Stop the slouch and you can eliminate pain in your neck and back, while your confidence level soars. Start with these three easy posture tweaks.

  1. Learn your natural spine alignment
    It may seem silly, but standing sideways next to a wall and having someone take a full-length picture will give you a very clear idea of your current posture. Every day, attempt to sit and stand a little taller. Place your feet, shoulders, back and head straight. Your chest should be pushed out with your hips and shoulders pressing down and back. If you’re in a standing position, contract your abdominal and glute muscles so your pelvis is centered beneath your ribs, but not tucked in. When sitting, keep your ears above your shoulders and your shoulders above your hips. Your feet should be flat on the floor (no leg crossing) and your lower back should be pressed against your chair. If there is an air pocket there, use a pillow or rolled up towel to fill the space.

  2. Alter your everyday routines
    Electronic devices aren’t going anywhere, but there’s plenty of room for improvement in how you use them. Try keeping your head lifted and your shoulders back when viewing your screen of choice—the closer you can hold it to eye level the better. When sleeping, keep your spine in neutral by lying on your back or side. Ladies: ditch the stilettos, (at least for a few hours a day!) which put a strain on your lower back, and switch your purse to alternate shoulders every 10 minutes. Better yet, invest in a lightweight handbag that can be strapped across your chest or rest on your hip. This will take the pressure off your neck, shoulders and back, eliminating aches and pains caused by a heavy handbag weighing you down.
  1. Daily exercise moves build strength
    Each of the moves below can improve your muscle memory and overall spinal alignment when performed daily, according to Rami Said, a physical therapist at Columbia University Medical Center.

    1. Squats: stand straight with your feet slighter wider than hip-width and then lower into a squat position. Straighten your arms over your head with your palms turned backwards slightly to engage your upper back. Extend back up pushing from your heels. Aim for 30-60 squats a day or as many as you can do without bending or rounding your spine.

    2. Shoulders: set a timer (or another reminder) to push your shoulder blades down and back every 30 minutes or more. Rolling your shoulders out will relieve upper back and neck tension from sitting too long in a hunched or slouched position.

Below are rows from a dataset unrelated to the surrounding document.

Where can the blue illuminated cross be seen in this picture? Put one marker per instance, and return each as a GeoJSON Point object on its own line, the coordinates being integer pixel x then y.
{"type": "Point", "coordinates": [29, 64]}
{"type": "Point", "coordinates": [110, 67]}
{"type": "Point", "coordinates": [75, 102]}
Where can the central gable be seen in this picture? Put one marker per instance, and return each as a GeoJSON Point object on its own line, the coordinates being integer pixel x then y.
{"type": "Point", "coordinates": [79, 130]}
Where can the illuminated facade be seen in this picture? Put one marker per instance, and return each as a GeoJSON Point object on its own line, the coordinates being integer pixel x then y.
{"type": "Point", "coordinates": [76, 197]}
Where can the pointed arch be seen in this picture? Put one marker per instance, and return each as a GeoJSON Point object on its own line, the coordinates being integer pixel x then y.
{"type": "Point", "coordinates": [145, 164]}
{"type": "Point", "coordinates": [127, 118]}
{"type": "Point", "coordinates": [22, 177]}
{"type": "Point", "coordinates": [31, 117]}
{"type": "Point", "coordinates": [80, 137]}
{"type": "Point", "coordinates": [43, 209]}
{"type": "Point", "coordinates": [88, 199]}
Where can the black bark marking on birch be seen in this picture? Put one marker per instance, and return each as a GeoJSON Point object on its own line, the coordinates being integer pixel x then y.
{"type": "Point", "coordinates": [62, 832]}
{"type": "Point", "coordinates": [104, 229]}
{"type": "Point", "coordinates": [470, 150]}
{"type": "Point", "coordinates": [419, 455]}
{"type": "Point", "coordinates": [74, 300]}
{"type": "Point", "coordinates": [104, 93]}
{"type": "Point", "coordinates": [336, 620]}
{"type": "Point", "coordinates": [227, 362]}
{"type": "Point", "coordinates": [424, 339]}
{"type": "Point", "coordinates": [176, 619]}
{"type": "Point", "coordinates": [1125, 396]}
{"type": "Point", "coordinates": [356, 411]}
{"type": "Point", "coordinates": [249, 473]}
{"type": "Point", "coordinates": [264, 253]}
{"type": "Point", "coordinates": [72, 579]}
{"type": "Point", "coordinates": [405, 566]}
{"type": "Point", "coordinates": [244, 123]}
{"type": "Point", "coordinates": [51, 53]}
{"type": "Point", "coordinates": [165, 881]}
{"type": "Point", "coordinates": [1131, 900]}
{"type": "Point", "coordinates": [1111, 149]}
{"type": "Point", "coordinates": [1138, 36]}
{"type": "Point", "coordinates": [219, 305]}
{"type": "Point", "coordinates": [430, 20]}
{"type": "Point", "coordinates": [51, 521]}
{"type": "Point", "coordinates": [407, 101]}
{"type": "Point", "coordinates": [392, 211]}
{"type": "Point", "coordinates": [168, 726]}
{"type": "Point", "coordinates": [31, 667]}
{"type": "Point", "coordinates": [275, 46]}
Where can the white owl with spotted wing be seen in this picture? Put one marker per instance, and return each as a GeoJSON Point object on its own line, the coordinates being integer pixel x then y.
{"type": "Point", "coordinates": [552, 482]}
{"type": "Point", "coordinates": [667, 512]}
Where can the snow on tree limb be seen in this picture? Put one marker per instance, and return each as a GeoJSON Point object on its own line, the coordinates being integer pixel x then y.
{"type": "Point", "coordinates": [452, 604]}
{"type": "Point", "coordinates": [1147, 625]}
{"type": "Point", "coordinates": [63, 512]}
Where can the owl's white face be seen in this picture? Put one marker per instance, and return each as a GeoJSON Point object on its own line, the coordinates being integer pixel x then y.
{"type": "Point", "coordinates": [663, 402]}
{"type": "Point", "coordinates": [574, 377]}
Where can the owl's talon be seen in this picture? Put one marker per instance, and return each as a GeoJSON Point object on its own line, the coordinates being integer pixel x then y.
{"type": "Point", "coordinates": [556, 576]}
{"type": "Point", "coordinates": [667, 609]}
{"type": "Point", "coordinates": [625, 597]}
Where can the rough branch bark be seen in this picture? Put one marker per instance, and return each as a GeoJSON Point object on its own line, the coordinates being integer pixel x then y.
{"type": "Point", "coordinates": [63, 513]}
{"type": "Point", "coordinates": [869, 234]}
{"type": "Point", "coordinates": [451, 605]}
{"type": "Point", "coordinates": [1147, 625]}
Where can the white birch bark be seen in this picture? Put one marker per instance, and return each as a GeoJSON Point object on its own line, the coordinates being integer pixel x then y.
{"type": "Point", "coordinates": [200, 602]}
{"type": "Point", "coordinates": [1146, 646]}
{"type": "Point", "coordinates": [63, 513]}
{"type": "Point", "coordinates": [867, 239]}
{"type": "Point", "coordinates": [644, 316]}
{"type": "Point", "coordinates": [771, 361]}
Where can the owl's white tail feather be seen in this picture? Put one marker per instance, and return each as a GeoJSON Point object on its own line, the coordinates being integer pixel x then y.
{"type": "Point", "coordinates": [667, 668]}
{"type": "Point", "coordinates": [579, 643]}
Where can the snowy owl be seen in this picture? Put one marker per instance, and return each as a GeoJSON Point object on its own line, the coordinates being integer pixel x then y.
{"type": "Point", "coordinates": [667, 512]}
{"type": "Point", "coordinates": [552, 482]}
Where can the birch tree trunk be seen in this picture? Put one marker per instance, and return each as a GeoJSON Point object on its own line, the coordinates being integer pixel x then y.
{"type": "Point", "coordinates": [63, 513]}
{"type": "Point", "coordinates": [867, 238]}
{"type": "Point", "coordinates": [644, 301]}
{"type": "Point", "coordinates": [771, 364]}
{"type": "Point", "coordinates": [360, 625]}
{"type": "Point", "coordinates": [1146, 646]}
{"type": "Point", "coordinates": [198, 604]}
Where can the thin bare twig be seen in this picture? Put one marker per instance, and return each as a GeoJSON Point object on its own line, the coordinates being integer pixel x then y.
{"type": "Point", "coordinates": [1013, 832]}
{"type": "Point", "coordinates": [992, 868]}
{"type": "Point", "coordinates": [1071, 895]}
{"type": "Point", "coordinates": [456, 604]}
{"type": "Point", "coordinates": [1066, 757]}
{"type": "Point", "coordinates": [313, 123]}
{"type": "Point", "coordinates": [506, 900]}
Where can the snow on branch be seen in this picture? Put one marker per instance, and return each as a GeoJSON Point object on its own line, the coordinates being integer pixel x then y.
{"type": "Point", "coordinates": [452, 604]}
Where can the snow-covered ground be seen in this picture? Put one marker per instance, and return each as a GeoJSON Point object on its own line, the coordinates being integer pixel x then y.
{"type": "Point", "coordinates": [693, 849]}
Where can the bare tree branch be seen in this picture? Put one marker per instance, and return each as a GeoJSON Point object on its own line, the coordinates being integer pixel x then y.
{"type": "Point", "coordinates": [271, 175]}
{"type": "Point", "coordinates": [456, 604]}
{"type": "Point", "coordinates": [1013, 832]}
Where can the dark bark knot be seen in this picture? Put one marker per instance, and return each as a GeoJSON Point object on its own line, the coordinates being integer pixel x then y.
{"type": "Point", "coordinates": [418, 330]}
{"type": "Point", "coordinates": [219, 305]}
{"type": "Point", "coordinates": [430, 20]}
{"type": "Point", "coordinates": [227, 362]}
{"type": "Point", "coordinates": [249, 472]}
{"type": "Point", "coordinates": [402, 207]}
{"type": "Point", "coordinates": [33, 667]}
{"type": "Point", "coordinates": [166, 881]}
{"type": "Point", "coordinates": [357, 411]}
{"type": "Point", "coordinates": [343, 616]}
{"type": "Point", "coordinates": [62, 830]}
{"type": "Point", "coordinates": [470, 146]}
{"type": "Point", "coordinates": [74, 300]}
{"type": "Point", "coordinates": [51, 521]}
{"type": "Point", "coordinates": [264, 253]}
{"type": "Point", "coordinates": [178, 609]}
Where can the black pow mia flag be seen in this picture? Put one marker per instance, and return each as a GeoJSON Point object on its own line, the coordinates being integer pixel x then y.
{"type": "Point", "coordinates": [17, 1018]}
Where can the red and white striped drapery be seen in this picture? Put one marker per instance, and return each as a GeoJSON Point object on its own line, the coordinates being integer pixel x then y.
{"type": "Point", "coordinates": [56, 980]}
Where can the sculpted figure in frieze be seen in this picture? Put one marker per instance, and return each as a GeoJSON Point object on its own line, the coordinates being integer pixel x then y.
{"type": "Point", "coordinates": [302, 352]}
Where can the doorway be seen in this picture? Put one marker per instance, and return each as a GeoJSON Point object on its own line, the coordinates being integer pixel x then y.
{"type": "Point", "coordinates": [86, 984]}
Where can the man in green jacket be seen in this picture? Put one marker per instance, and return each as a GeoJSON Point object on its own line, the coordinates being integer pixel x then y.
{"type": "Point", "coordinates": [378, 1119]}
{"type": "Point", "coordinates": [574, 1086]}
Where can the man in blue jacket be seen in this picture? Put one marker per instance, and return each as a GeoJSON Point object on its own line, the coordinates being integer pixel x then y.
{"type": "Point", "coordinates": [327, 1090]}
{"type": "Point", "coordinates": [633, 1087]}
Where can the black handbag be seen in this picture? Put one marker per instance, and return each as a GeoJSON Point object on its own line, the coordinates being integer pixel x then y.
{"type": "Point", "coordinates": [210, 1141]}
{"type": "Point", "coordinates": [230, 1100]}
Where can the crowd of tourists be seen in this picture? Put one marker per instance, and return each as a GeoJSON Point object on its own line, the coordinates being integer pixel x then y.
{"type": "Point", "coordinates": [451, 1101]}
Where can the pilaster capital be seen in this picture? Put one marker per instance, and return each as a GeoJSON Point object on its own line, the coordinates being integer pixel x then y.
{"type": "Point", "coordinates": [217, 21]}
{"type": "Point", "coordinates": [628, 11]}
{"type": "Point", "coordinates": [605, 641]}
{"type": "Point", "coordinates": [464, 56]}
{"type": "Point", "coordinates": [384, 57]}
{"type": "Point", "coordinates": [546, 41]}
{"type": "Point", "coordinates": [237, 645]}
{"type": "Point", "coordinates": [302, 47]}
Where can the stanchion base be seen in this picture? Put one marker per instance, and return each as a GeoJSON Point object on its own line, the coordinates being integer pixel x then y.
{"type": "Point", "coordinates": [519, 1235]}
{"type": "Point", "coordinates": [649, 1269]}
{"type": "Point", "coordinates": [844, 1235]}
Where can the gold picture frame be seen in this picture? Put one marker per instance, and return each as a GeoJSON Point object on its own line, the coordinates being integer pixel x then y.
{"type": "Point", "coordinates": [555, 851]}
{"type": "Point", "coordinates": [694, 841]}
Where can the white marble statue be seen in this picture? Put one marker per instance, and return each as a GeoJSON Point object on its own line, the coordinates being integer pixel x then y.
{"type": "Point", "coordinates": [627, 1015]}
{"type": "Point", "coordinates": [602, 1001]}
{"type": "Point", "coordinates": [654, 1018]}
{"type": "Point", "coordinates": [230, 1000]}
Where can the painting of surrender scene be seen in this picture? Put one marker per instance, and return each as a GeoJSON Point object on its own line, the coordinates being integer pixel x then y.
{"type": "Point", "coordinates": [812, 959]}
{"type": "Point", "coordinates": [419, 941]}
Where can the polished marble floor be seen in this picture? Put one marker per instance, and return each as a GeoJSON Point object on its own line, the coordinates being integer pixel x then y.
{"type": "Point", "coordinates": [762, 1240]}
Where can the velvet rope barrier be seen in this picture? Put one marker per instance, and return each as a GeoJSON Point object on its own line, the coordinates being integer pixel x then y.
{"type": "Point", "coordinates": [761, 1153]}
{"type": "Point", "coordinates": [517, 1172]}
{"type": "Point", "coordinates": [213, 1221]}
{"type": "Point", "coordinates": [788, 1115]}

    3. Core: your pelvic floor muscles are one of the major muscle groups that make up your core. You can make these muscles stronger by doing the pillow pose. Find a firm pillow, place it on the floor under your stomach and lie on the floor face down. Take slow, deep breathes in and out for a few minutes. Not only will this activate your core muscles, but it will relax you as well—a double health bonus!

Your appearance is the first filter people use when assessing you. Sitting and standing straight is considered one of the most important physical traits to show you possess leadership skills. The next time you present yourself to someone new, think about the impression you want to make—confident and smart, or lazy and lacking competence? Recite after us: Feet planted firmly on the ground, shoulders back, chest out and head looking straight ahead.